MACULO – A ESTRANHA DOENÇA DOS ESCRAVOS AFRICANOS
Maculo é o
principal nome pelo qual era conhecida no passado uma doença comum
entre os escravos africanos no Brasil colonial e que, eventualmente, podia
acometer também os indígenas e os colonizadores brancos.
A doença tem uma
variada sinonímia, entre denominações populares e
científicas: Popularmente era chamada de "achaque do bicho", "enfermidade
do bicho", "corrupção do bicho", ou simplesmente "corrupção",
"mal-do-sesso", "relaxação do sesso". Os indígenas
a chamavam de Teicoaraíba, e, entre os hispanoparlantes,
era conhecida por "el bicho", "mal del culo", "bicho del culo", "enfermedad
del guzano". Dentre as denominações eruditas encontramos
ulcus
et inflammatio (Piso), inflammatio ani (Martius),
Retite
gangrenosa epidêmica (Manson).
Caracterizava-se por uma
retite inflamatória, com afrouxamento do esfíncter externo
do ânus, eliminação de muco fétido, ulcerações
e prolapso do reto, além de manifestações sistêmicas
como febre, cefaléia, dores no corpo, quebrantamento geral e, por
vezes, sintomas neurológicos de torpor, sonolência, delírio
e coma, terminando com o óbito do paciente.
Complicava-se, por vezes,
com a miíase do ânus e do reto, conseqüência, certamente,
da falta de higiene e do hábito de defecar na superfície
do solo, em meio à vegetação, ao alcance das moscas
varejeiras. Nesse caso, a doença evoluía com gangrena do
reto e morte do doente.
Luis Gomes Ferreyra, que
esteve na Bahia e clinicou durante 20 anos no sertão de Minas Gerais,
descreve com minúcia a doença em seu livro Erario mineral
e
refere jamais ter observado a presença de bichos ou larvas no reto
dos doentes, chegando a descrer desta possibilidade, que considerava fantasiosa.

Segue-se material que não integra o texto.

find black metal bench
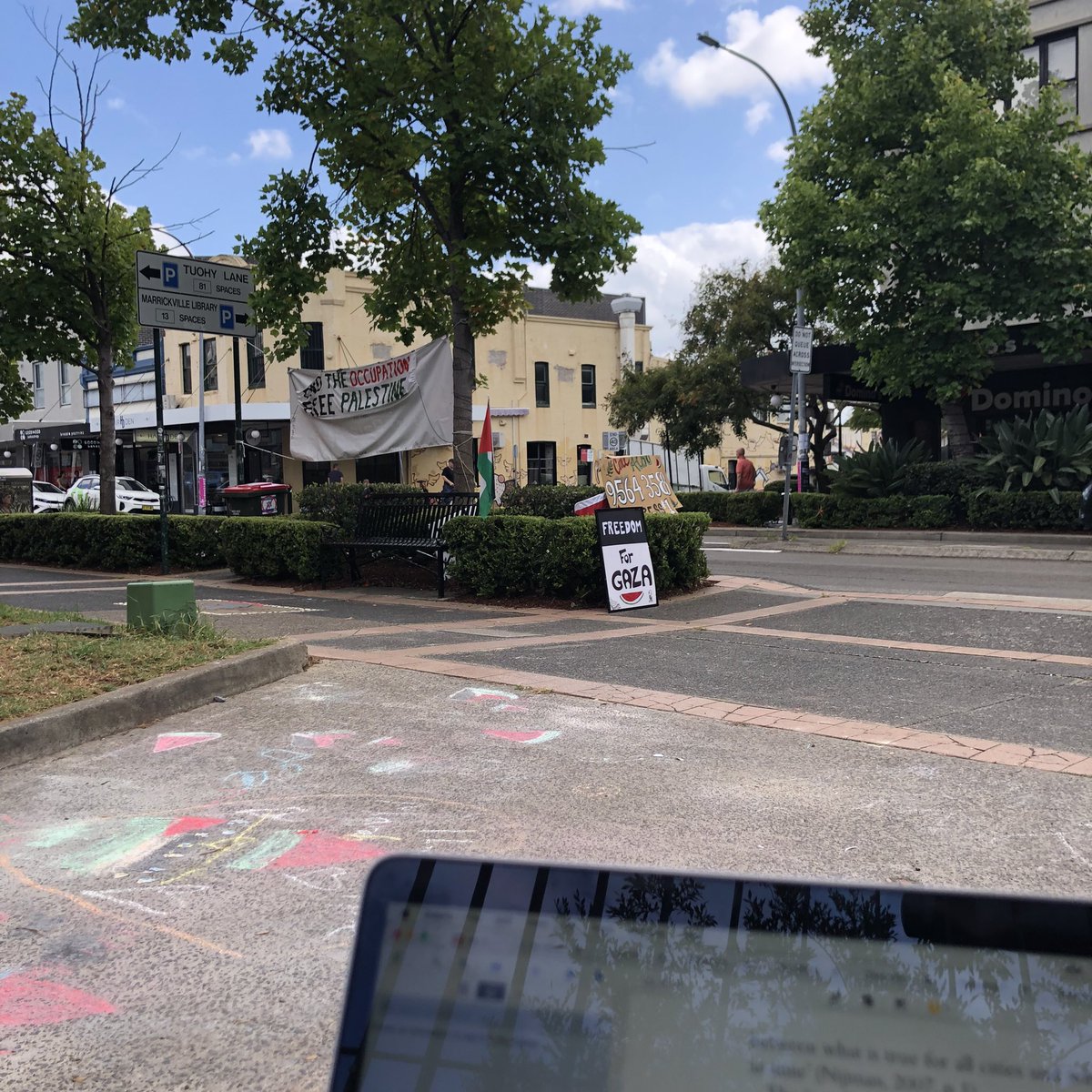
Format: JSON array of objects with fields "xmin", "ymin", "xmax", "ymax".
[{"xmin": 331, "ymin": 492, "xmax": 479, "ymax": 600}]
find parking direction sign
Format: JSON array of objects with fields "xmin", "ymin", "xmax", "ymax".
[{"xmin": 136, "ymin": 250, "xmax": 258, "ymax": 338}]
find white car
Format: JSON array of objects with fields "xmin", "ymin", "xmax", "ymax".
[
  {"xmin": 65, "ymin": 474, "xmax": 159, "ymax": 512},
  {"xmin": 31, "ymin": 479, "xmax": 67, "ymax": 512}
]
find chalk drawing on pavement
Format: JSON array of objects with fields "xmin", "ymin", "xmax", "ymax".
[
  {"xmin": 368, "ymin": 758, "xmax": 416, "ymax": 774},
  {"xmin": 152, "ymin": 732, "xmax": 220, "ymax": 754},
  {"xmin": 481, "ymin": 728, "xmax": 561, "ymax": 743},
  {"xmin": 0, "ymin": 967, "xmax": 116, "ymax": 1027},
  {"xmin": 291, "ymin": 732, "xmax": 356, "ymax": 748},
  {"xmin": 450, "ymin": 686, "xmax": 529, "ymax": 713}
]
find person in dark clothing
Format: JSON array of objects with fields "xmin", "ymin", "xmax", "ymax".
[{"xmin": 440, "ymin": 459, "xmax": 455, "ymax": 492}]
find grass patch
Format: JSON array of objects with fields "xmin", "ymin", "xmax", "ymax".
[
  {"xmin": 0, "ymin": 604, "xmax": 271, "ymax": 722},
  {"xmin": 0, "ymin": 602, "xmax": 91, "ymax": 626}
]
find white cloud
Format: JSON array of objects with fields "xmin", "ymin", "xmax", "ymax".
[
  {"xmin": 765, "ymin": 140, "xmax": 788, "ymax": 163},
  {"xmin": 531, "ymin": 219, "xmax": 774, "ymax": 356},
  {"xmin": 247, "ymin": 129, "xmax": 291, "ymax": 159},
  {"xmin": 743, "ymin": 98, "xmax": 772, "ymax": 133},
  {"xmin": 642, "ymin": 5, "xmax": 829, "ymax": 106}
]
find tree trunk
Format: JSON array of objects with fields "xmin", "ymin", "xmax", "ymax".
[
  {"xmin": 95, "ymin": 339, "xmax": 118, "ymax": 515},
  {"xmin": 451, "ymin": 288, "xmax": 477, "ymax": 492},
  {"xmin": 940, "ymin": 402, "xmax": 974, "ymax": 459}
]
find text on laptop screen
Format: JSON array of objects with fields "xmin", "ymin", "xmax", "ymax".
[{"xmin": 329, "ymin": 862, "xmax": 1092, "ymax": 1092}]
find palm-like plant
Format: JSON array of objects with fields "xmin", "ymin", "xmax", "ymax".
[
  {"xmin": 978, "ymin": 405, "xmax": 1092, "ymax": 503},
  {"xmin": 830, "ymin": 440, "xmax": 928, "ymax": 497}
]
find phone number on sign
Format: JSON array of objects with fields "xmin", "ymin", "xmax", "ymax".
[{"xmin": 602, "ymin": 470, "xmax": 672, "ymax": 508}]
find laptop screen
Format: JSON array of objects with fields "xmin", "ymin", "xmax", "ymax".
[{"xmin": 331, "ymin": 858, "xmax": 1092, "ymax": 1092}]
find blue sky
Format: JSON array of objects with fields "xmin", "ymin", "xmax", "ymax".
[{"xmin": 0, "ymin": 0, "xmax": 826, "ymax": 354}]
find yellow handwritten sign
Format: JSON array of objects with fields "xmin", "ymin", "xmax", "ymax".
[{"xmin": 600, "ymin": 455, "xmax": 682, "ymax": 512}]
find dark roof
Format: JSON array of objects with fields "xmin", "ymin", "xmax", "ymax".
[{"xmin": 523, "ymin": 288, "xmax": 644, "ymax": 326}]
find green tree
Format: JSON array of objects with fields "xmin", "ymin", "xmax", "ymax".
[
  {"xmin": 607, "ymin": 262, "xmax": 795, "ymax": 455},
  {"xmin": 73, "ymin": 0, "xmax": 640, "ymax": 490},
  {"xmin": 607, "ymin": 262, "xmax": 836, "ymax": 477},
  {"xmin": 760, "ymin": 0, "xmax": 1092, "ymax": 450},
  {"xmin": 0, "ymin": 82, "xmax": 152, "ymax": 513}
]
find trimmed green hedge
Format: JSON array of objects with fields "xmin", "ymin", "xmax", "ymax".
[
  {"xmin": 500, "ymin": 485, "xmax": 602, "ymax": 520},
  {"xmin": 967, "ymin": 490, "xmax": 1081, "ymax": 531},
  {"xmin": 0, "ymin": 512, "xmax": 228, "ymax": 572},
  {"xmin": 444, "ymin": 512, "xmax": 710, "ymax": 602},
  {"xmin": 220, "ymin": 515, "xmax": 345, "ymax": 583},
  {"xmin": 790, "ymin": 492, "xmax": 957, "ymax": 531},
  {"xmin": 678, "ymin": 490, "xmax": 782, "ymax": 528},
  {"xmin": 298, "ymin": 481, "xmax": 420, "ymax": 535}
]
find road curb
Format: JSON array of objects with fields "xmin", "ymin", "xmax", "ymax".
[{"xmin": 0, "ymin": 640, "xmax": 309, "ymax": 769}]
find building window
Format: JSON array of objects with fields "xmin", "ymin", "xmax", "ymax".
[
  {"xmin": 1014, "ymin": 31, "xmax": 1077, "ymax": 114},
  {"xmin": 528, "ymin": 440, "xmax": 557, "ymax": 485},
  {"xmin": 204, "ymin": 338, "xmax": 219, "ymax": 391},
  {"xmin": 535, "ymin": 360, "xmax": 550, "ymax": 406},
  {"xmin": 247, "ymin": 329, "xmax": 266, "ymax": 389},
  {"xmin": 299, "ymin": 322, "xmax": 327, "ymax": 371},
  {"xmin": 580, "ymin": 364, "xmax": 595, "ymax": 410},
  {"xmin": 178, "ymin": 342, "xmax": 193, "ymax": 394}
]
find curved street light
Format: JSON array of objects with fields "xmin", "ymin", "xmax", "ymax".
[{"xmin": 698, "ymin": 34, "xmax": 808, "ymax": 540}]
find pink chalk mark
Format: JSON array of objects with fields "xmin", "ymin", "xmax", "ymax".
[
  {"xmin": 268, "ymin": 830, "xmax": 389, "ymax": 868},
  {"xmin": 0, "ymin": 972, "xmax": 116, "ymax": 1027},
  {"xmin": 481, "ymin": 728, "xmax": 561, "ymax": 743},
  {"xmin": 152, "ymin": 732, "xmax": 219, "ymax": 754},
  {"xmin": 163, "ymin": 815, "xmax": 228, "ymax": 837}
]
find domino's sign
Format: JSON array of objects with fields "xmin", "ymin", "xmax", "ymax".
[{"xmin": 595, "ymin": 508, "xmax": 660, "ymax": 612}]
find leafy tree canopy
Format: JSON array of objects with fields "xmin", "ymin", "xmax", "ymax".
[
  {"xmin": 607, "ymin": 262, "xmax": 795, "ymax": 455},
  {"xmin": 72, "ymin": 0, "xmax": 640, "ymax": 487},
  {"xmin": 760, "ymin": 0, "xmax": 1092, "ymax": 402},
  {"xmin": 0, "ymin": 94, "xmax": 152, "ymax": 426}
]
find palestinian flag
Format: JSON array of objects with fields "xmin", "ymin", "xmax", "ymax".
[{"xmin": 479, "ymin": 402, "xmax": 493, "ymax": 515}]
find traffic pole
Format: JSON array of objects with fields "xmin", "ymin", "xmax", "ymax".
[
  {"xmin": 152, "ymin": 327, "xmax": 170, "ymax": 575},
  {"xmin": 231, "ymin": 338, "xmax": 244, "ymax": 485}
]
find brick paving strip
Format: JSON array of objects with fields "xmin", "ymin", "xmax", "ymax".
[
  {"xmin": 309, "ymin": 634, "xmax": 1092, "ymax": 777},
  {"xmin": 299, "ymin": 577, "xmax": 1092, "ymax": 776}
]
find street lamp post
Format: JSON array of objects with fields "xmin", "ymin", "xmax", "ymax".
[{"xmin": 698, "ymin": 34, "xmax": 808, "ymax": 540}]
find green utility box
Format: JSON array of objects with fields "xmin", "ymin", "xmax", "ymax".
[{"xmin": 126, "ymin": 580, "xmax": 197, "ymax": 629}]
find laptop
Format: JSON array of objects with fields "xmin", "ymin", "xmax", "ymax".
[{"xmin": 329, "ymin": 856, "xmax": 1092, "ymax": 1092}]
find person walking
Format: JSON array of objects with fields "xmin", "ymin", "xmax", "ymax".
[{"xmin": 736, "ymin": 448, "xmax": 754, "ymax": 492}]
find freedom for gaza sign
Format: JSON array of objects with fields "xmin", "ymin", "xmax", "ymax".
[{"xmin": 595, "ymin": 508, "xmax": 660, "ymax": 612}]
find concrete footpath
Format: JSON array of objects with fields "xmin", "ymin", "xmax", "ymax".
[{"xmin": 0, "ymin": 553, "xmax": 1092, "ymax": 1092}]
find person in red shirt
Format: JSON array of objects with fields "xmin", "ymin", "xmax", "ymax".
[{"xmin": 736, "ymin": 448, "xmax": 754, "ymax": 492}]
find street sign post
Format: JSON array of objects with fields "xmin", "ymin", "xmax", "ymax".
[
  {"xmin": 136, "ymin": 250, "xmax": 258, "ymax": 338},
  {"xmin": 788, "ymin": 327, "xmax": 814, "ymax": 375}
]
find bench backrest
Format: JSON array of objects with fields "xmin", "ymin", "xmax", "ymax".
[{"xmin": 356, "ymin": 492, "xmax": 479, "ymax": 541}]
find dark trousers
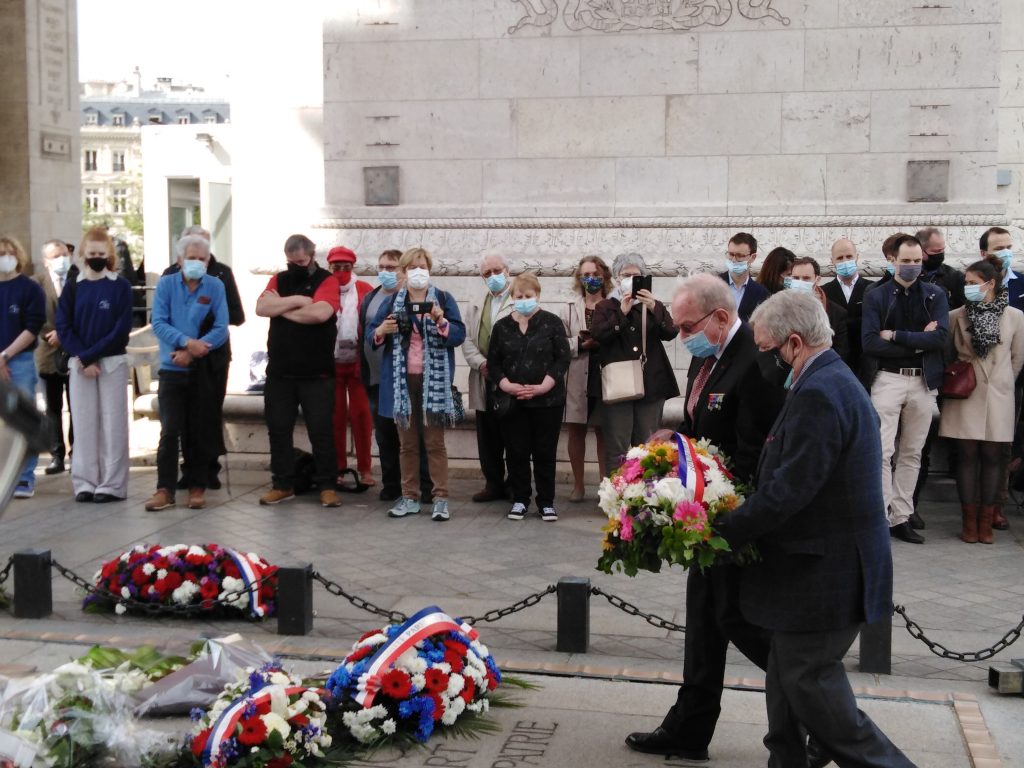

Por outro lado, refere a existência de casos com obstipação
em lugar de diarréia. Todavia, a presença de larvas (bichos)
é mencionada por autores que o antecederam.
Gabriel Soares de Sousa,
em 1587, assinala a ocorrência do mal entre os indígenas e
o tratamento por eles utilizado com folhas de tabaco, que eles chamavam
de "erva-santa" .
"Deu na costa do Brasil
uma praga no gentio, como foi adoecerem do sêsso e criarem bichos
nele; da qual doença morreu muita soma desta gente, sem se entender
de que; e depois que se soube o seu mal, se curaram com esta erva santa;
e curam hoje em dia os atacados deste mal, sem terem necessidade de outra
mezinha." (Andrade e Duarte, 1956, p. 393).
Conforme nos esclarece Eustáquio
Duarte, "era tradicional entre os índios o processo de espremer
o sumo de folhas do petume (tabaco) e de outras plantas "acres"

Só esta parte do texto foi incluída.